• Spectroscopy and Spectral Analysis
  • Vol. 42, Issue 9, 2694 (2022)

Abstract

Terahertz (THz) waves characterized by low energy, instantaneity and proficiency in spectral analysis have a promising futures in material identification. Although the existing substance identification methods based on THz have achieved certain effects, they are prone to fall into local optimization, resulting in low identification accuracy. Uniform manifold Approximation and Projection (UMAP), as a nonlinear dimensionality reduction method, assume that the data are uniformly distributed on Riemannian manifolds, which can be used to model manifolds with fuzzy topology.
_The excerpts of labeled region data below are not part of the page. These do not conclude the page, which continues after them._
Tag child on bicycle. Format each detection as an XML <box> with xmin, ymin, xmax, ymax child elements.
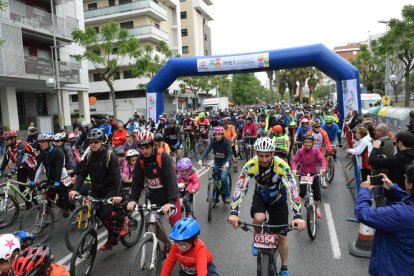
<box><xmin>177</xmin><ymin>157</ymin><xmax>200</xmax><ymax>218</ymax></box>
<box><xmin>161</xmin><ymin>218</ymin><xmax>218</xmax><ymax>276</ymax></box>
<box><xmin>12</xmin><ymin>245</ymin><xmax>69</xmax><ymax>276</ymax></box>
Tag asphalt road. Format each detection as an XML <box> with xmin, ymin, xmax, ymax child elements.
<box><xmin>0</xmin><ymin>152</ymin><xmax>369</xmax><ymax>275</ymax></box>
UMAP dimension reduction is to optimize the layout of data representation in low-dimensional space by minimizing the cross-entropy between two topological representations. The initial clustering centre is often given randomly in the traditional fuzzy C-clustering method (FCM). When the initial clustering center is not selected correctly, it is easy to fall into the local optimum, leading to wrong clustering. To this end, this paper proposes a Uniform Manifold Approximation and Projection (UMAP) assisted fuzzy C-clustering algorithm. Firstly, UMAP is used to reduce the dimensionality of the input THz sample matrix. And then, based on the principle of maximizing the distance between categories, the appropriate initial clustering center is selected. Finally, the fuzzy C-means method is employed to perform the clustering analysis. This proposed algorithm can solve the overcrowding problem between categories in the clustering process and reflect the distance information between categories to facilitate the selection of appropriate initial clustering centers. In order to verify the reliability of the algorithm proposed in this paper, four different types of genetically modified cotton seeds of Lu Mianyan28, Lu Mianyan29, Lu Mianyan36, and Zhongmian28 were detected by using THz time-domain spectroscopy technology. Then, the UMAP-assisted fuzzy C-clustering method was used to cluster the absorbance spectral data of four different types of genetically modified cotton seeds. The different cotton seeds are successfully well separated, and the clustering effect with a total correct rate of 0.9833 is obtained. The result fully demonstrates that the fuzzy C-clustering method based on UMAP-assisted proposed in this paper has a good application prospect in identifying material THz spectrum.